Wider uses of ChatGPT within a medical education context included 40% (6/15) of the students using the technology to generate replica exam-style questions and immediate answer explanations, with students reporting its value for reinforcing knowledge and identifying gaps. A total of 20% (3/15) of the students asked ChatGPT to create mnemonics, flash cards, or analogies to aid memorization, although the quality of system outputs was acknowledged to be variable. Almost half (7/15, 46.7%) of the participants reported that ChatGPT was integrated within their learning workflow particularly in research and essay preparation as it could provide summaries of academic papers and structure long-form writing:
It enabled me to spend less time reading tons of papers to find an answer.
Participants also reported turning to ChatGPT when traditional search engines failed to provide adequate answers. In total, 33.3% (5/15) of the students reported that ChatGPT provided answers for academic queries that they felt that Google or standard resources were unable to solve. Within clinical education settings, 33.3% (5/15) of the students described using ChatGPT to simulate history taking and patient role-play scenarios. They valued its ability to offer feedback on question phrasing and clinical reasoning before performing these tasks on real patients. Of note, participants did not trust LLMs to output appropriate treatment guidelines and consistently expressed a preference for official sources such as the National Institute for Health and Care Excellence. Finally, beyond allowing for gains in efficiency, participants reported that the conversational interface of ChatGPT allowed them to clarify concepts in real time, supporting a shift from pure factual recall toward inquisitive, analytical learning.
Facilitators
A key facilitator identified by participants was peer demonstration and collaborative exploration.

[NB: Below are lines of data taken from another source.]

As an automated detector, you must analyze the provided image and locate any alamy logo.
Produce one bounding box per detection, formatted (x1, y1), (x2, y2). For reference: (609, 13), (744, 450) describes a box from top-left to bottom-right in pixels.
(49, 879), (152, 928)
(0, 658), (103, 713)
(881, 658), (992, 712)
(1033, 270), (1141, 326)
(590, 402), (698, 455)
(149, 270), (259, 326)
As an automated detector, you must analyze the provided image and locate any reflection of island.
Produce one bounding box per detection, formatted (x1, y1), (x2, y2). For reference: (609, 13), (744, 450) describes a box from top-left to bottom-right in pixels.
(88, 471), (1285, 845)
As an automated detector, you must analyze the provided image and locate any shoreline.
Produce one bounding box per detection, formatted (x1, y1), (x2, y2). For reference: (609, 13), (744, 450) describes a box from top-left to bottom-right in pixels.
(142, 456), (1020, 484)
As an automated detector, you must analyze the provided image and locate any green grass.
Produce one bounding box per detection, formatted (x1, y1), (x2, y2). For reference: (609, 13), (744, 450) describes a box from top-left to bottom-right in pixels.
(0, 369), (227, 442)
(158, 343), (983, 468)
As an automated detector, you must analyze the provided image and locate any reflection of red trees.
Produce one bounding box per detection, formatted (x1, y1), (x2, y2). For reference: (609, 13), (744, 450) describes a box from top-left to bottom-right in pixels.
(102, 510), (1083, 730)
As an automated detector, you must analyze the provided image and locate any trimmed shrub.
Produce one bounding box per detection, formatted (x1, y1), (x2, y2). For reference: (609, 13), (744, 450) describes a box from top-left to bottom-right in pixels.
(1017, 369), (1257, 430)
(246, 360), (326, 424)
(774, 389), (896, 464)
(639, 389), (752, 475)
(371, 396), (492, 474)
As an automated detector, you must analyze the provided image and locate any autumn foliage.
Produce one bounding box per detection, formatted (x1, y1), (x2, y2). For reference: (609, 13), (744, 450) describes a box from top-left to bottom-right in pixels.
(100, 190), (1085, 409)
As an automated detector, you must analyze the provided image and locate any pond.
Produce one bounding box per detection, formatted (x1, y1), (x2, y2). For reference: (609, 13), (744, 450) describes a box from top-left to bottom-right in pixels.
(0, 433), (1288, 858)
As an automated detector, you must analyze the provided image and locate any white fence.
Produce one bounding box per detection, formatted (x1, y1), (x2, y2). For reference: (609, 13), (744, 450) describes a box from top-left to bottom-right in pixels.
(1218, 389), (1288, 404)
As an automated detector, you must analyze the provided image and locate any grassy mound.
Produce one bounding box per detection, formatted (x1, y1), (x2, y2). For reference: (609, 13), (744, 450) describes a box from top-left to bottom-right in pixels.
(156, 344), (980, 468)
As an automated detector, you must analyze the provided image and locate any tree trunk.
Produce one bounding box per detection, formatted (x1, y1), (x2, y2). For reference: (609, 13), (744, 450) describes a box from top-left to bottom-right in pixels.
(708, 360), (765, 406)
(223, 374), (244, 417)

Over half (9/15, 60%) of the students were introduced to use cases and wider applications through friends (“After my friend showed me, I started using it for new things”). The ease of using the platform combined with device flexibility (ie, ChatGPT can be used across laptops, desktop computers, and smartphones) was also identified as a key facilitator to widespread adoption and allowed it to be integrated into study routines regardless of location (“It fits into my revision routine because I can use it on my phone in clinic”).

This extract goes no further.